Benchmarking the new Solr ‘Near Realtime’ Improvements.
I’ve been working on integrating Solr into the Lucene benchmark module, and I’ve gotten the code to the point of being able to run some decent Solr NRT tests. I recently worked on re-architecting the Solr UpdateHandler as well, and I’m keen to look more deeply at some of the results of those changes. The updates to the UpdateHandler provided a series of benefits, most of which significantly improve Solr’s ability to do NRT without using clever (and usually complicating) workarounds. I likely still have some things to check, some I’s to dot and T’s to cross, but I thought I’d share an early look of my investigation into performance changes.
To see how the recent changes have affected Solr’s performance, I decided to compare the most recent version of Solr trunk with a version from right before the UpdateHandler changes went into Solr trunk. I took the algorithm for NRT testing in Lucene and started tweaking it for use with Solr. I used my Intel Core 2 Quad @ 2.66 GHz for my test. It’s getting old, but it can still move a few bits. The results of this investigation follow.
The Process
So the first thing I did was check out the version of Solr that I wanted (revision 1141518) as well as the latest version of Solr trunk (at the time, revision 1144942). I then applied my Solr benchmark patch to each checkout and put together the following benchmark algorithm:
{ StartSolrServer SolrClearIndex [ "PreLoad" { SolrAddDoc > : 50000] : 4 SolrCommit Wait(220) [ "WarmupSearches" { SolrSearch > : 4 ] : 1 # Get a new near-real-time reader, sequentially as fast as possible: [ "UpdateIndexView" { SolrCommit > : *] : 1 & # Index with 2 threads, each adding 100 docs per sec [ "Indexing" { SolrAddDoc > : * : 100/sec ] : 2 & # Redline search (from queries.txt) with 4 threads [ "Searching" { SolrSearch > : * ] : 4 & # Wait 60 sec, then wrap up Wait(60) } StopSolrServer RepSumByPref Indexing RepSumByPref Searching RepSumByPref UpdateIndexView
This algorithm will start up the Solr example server (I’m using out of the box settings for this test), clear the current index, and then load 200,000 wikipedia docs into the index.
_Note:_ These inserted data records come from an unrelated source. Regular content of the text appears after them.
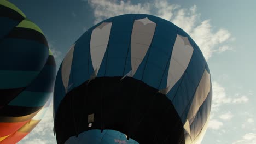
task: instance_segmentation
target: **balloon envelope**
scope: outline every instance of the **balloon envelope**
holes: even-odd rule
[[[72,46],[54,91],[58,143],[195,143],[207,128],[210,70],[199,47],[149,15],[108,19]]]
[[[19,8],[2,0],[0,14],[0,143],[16,143],[46,112],[56,65],[43,32]]]

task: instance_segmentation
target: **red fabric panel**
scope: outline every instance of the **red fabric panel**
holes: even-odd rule
[[[0,137],[14,133],[30,120],[16,123],[0,123]]]
[[[20,141],[23,137],[28,134],[29,133],[22,133],[16,131],[14,134],[7,137],[3,141],[0,141],[0,144],[15,144]]]

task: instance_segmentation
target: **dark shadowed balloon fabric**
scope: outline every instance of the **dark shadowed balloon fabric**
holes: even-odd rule
[[[0,1],[0,143],[16,143],[49,105],[54,58],[41,29],[12,3]]]
[[[58,143],[198,143],[212,101],[198,46],[170,21],[106,20],[71,46],[54,90]]]

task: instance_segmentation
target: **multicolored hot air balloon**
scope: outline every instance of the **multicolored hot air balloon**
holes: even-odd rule
[[[47,110],[56,65],[41,29],[8,1],[0,22],[0,143],[16,143]]]
[[[209,120],[210,72],[180,28],[124,15],[72,46],[54,99],[58,143],[198,143]]]

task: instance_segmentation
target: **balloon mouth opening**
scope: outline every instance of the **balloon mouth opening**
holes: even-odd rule
[[[66,94],[55,116],[58,143],[84,131],[111,129],[140,143],[183,143],[182,122],[166,95],[142,81],[122,78],[96,77]]]

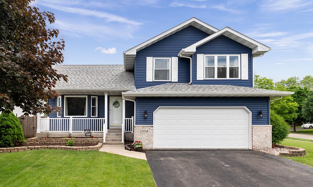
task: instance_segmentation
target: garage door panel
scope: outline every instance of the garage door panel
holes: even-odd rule
[[[154,117],[155,148],[249,148],[249,114],[242,108],[165,108]]]

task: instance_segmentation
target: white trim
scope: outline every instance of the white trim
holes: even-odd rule
[[[159,108],[242,108],[244,109],[247,113],[249,114],[249,119],[248,121],[249,121],[249,123],[248,125],[249,126],[249,139],[250,140],[249,141],[248,143],[249,144],[249,149],[252,149],[252,112],[246,107],[245,106],[242,106],[242,107],[175,107],[175,106],[170,106],[170,107],[166,107],[166,106],[160,106],[158,107],[154,111],[153,111],[153,124],[154,124],[154,113]],[[267,126],[269,126],[269,125]],[[154,133],[154,128],[153,128],[153,149],[154,148],[154,135],[155,134]]]
[[[66,98],[67,97],[85,97],[86,98],[86,115],[85,116],[65,116],[65,114],[66,113],[66,112],[65,111],[65,102],[66,102]],[[64,95],[64,109],[63,110],[63,111],[64,112],[64,117],[87,117],[88,116],[88,96],[87,95]]]
[[[166,81],[166,82],[171,82],[171,74],[172,71],[172,58],[170,57],[153,57],[153,74],[152,75],[153,77],[153,81]],[[154,75],[155,74],[154,73],[154,70],[156,70],[155,69],[155,60],[156,59],[168,59],[169,60],[169,69],[156,69],[157,70],[168,70],[168,73],[169,74],[169,79],[168,80],[156,80],[154,79]]]
[[[96,98],[96,106],[92,106],[92,98]],[[92,107],[95,107],[96,110],[96,115],[95,116],[92,115]],[[98,96],[91,96],[91,98],[90,98],[90,117],[98,117]]]
[[[218,56],[226,56],[226,66],[222,67],[221,66],[218,66]],[[229,66],[229,57],[230,56],[238,56],[238,66]],[[205,66],[205,57],[206,56],[214,56],[214,66]],[[203,58],[203,76],[204,80],[210,79],[240,79],[241,64],[240,55],[239,54],[221,54],[218,55],[204,55],[204,57]],[[214,68],[214,78],[205,78],[205,68],[207,67]],[[226,78],[217,78],[217,69],[218,68],[225,67],[226,68]],[[229,78],[229,68],[231,67],[238,68],[238,78]]]

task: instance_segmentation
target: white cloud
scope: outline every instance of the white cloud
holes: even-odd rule
[[[95,51],[98,50],[100,50],[102,53],[106,54],[114,54],[116,53],[116,49],[115,47],[111,47],[108,48],[108,49],[106,49],[105,48],[103,48],[102,47],[98,47],[95,49]]]
[[[272,31],[270,32],[266,33],[260,33],[258,32],[253,32],[247,34],[247,35],[253,37],[271,37],[283,36],[285,35],[287,33],[288,33],[287,32],[282,31]]]
[[[261,5],[264,10],[284,13],[309,7],[313,1],[309,0],[267,0]]]
[[[112,14],[104,12],[92,10],[88,9],[74,8],[62,6],[59,5],[54,5],[48,3],[42,3],[43,5],[63,12],[77,14],[84,16],[94,16],[100,18],[106,19],[108,22],[115,22],[126,23],[134,26],[138,26],[141,23],[135,22],[118,16]]]
[[[285,60],[280,60],[280,61],[300,61],[304,60],[305,61],[313,61],[313,59],[305,58],[305,59],[285,59]]]

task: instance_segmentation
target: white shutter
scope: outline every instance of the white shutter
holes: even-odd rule
[[[147,82],[152,82],[153,75],[153,57],[147,57],[147,66],[146,71],[146,80]]]
[[[248,54],[241,54],[241,79],[248,79]]]
[[[178,57],[172,57],[172,82],[178,82]]]
[[[204,61],[203,59],[204,55],[198,54],[197,55],[197,79],[203,80],[204,77],[204,70],[203,67]]]

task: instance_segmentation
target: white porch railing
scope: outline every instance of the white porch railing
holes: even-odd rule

Not a large index by any stretch, but it will help let us see the time affects due to various commit and merge activities well enough to make some simple judgements. After committing, the algorithm then waits 220 seconds – this is required on the latest trunk version because commits no longer wait for background merges to complete – so we wait long enough for those merges to complete and not interfere with the benchmark. This is not necessary on the older version – that commit call will wait until the background merges are finished to return.
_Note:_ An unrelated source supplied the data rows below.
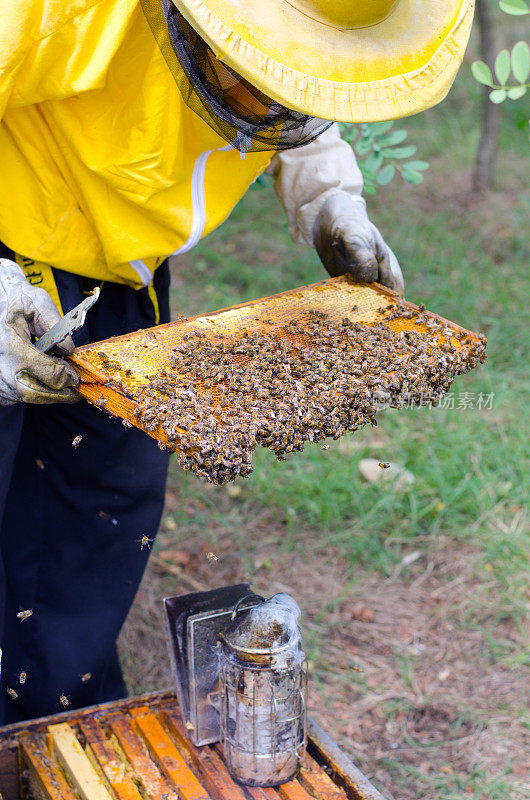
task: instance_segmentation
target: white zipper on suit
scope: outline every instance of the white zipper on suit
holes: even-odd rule
[[[206,225],[206,193],[204,188],[204,176],[206,173],[206,162],[212,153],[221,153],[227,150],[233,150],[234,143],[226,144],[223,147],[216,147],[212,150],[205,150],[201,153],[195,164],[193,165],[193,172],[191,174],[191,209],[192,209],[192,224],[190,235],[187,241],[184,242],[178,250],[175,250],[172,255],[180,255],[187,253],[200,241],[203,233],[204,226]],[[242,153],[244,158],[244,153]],[[129,262],[131,267],[138,274],[144,286],[151,283],[153,275],[151,270],[140,258],[136,258]]]
[[[191,225],[190,235],[184,244],[175,250],[174,256],[181,253],[187,253],[192,247],[199,242],[204,233],[204,226],[206,225],[206,197],[204,190],[204,175],[206,172],[206,162],[212,153],[222,153],[226,150],[233,150],[233,144],[225,144],[224,147],[216,147],[213,150],[205,150],[198,156],[195,164],[193,165],[193,172],[191,174],[191,208],[193,214],[193,222]]]

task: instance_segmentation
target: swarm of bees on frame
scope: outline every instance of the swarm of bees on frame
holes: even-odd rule
[[[136,401],[138,427],[162,430],[184,469],[222,484],[252,472],[258,444],[283,460],[308,441],[377,424],[382,400],[436,402],[456,375],[485,360],[485,337],[468,337],[424,311],[396,302],[373,323],[312,310],[238,335],[194,330],[147,384],[128,389],[117,376],[113,383]],[[414,327],[395,331],[394,319]]]

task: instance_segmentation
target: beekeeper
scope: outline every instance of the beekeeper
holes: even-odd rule
[[[331,275],[402,292],[329,120],[441,100],[472,13],[472,0],[2,3],[4,722],[60,710],[61,696],[78,707],[125,694],[115,642],[168,462],[140,431],[65,405],[78,399],[76,374],[32,336],[95,285],[100,300],[62,355],[168,321],[167,256],[223,222],[266,169],[293,240]]]

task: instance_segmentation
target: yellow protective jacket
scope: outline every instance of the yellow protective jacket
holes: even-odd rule
[[[0,119],[0,241],[135,288],[271,158],[186,107],[139,0],[0,0]]]

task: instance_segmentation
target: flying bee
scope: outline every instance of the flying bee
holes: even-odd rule
[[[138,544],[141,545],[140,550],[143,550],[144,547],[147,547],[150,550],[151,549],[151,542],[153,542],[154,539],[150,539],[148,536],[142,536],[141,539],[137,539],[136,541],[138,542]]]

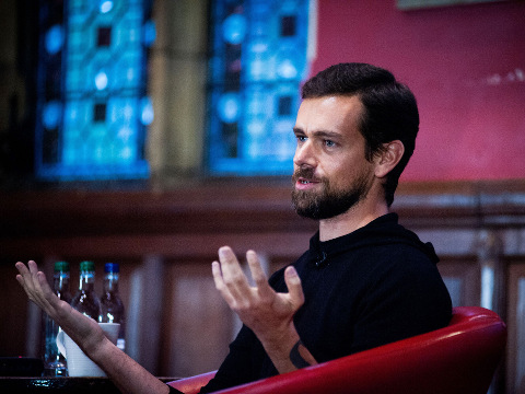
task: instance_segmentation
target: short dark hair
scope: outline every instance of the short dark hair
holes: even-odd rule
[[[399,163],[388,173],[385,199],[388,207],[394,201],[399,176],[416,147],[419,130],[419,112],[412,92],[388,70],[380,67],[347,62],[330,66],[307,80],[301,91],[302,99],[328,95],[355,95],[361,100],[364,113],[360,131],[365,140],[365,158],[386,149],[384,146],[400,140],[405,153]]]

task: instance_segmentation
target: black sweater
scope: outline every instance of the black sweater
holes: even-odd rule
[[[294,264],[304,305],[294,316],[318,362],[427,333],[448,324],[452,304],[438,256],[398,224],[395,213],[327,242],[318,233]],[[285,292],[283,269],[270,278]],[[201,393],[277,374],[254,333],[243,326],[215,378]]]

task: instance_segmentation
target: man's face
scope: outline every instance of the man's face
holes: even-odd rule
[[[329,219],[366,197],[374,164],[364,158],[359,131],[363,106],[357,96],[306,99],[294,134],[292,201],[299,215]]]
Next we do 4 searches to warm up the index just a bit before starting a background thread that will continuously call commit sequentially, as fast as possible. Then we start two more background threads, each adding wikipedia documents at a target rate of 100 docs per second. Then we start 4 background threads that each query Solr as fast as possible. We continue this barrage for a minute and then look at the results.
The Before Picture
This is a graph of the “refresh” times – the time it took to perform each commit and open up a new view on the index. In this case, the index was refreshed 400 times in the minute we allowed the benchmark to run for. For the most part, the refresh time really does not look too bad. The average “refresh” time is actually just 150ms. Now that Lucene and Solr work mostly per segment, this process can naturally be pretty fast. And this is a pretty small index really. There is a troubling spike in this minute though – one “refresh” time took about 23 seconds! The reason for this is that the commit triggered background merges, and Solr waited for those background merges to finish before opening a new IndexSearcher and releasing the commit lock. It gets worse though – not only was the refresh time hurt, but while that commit lock was held, neither of our 2 indexing threads could get a document into the index! They were effectively stalled. Over that minute, we were only able to index the wikipedia documents at 13.91 documents per second. Far below our target hopes of 100 documents per second for each thread! Also, there was a very large block of time were no indexing happened at all. Less troubling, our 4 threads were able to query at a rate of 11.24 queries per second (this can likely vary wildly depending on the ‘challenge’ of the queries.txt file) [UPDATE 9/4/2011: the search rate is very low due to a problem with the initial benchmark – many queries ended up malformed – without so many errors, search performance jumps drastically]. But overall, this is not an optimal use of this desktop’s resources.
The After Picture
Now we try with the new UpdateHandler. The new UpdateHandler no longer blocks updates while a commit is in progress. Nor does it wait for background merges to complete before opening a new IndexSearcher and returning.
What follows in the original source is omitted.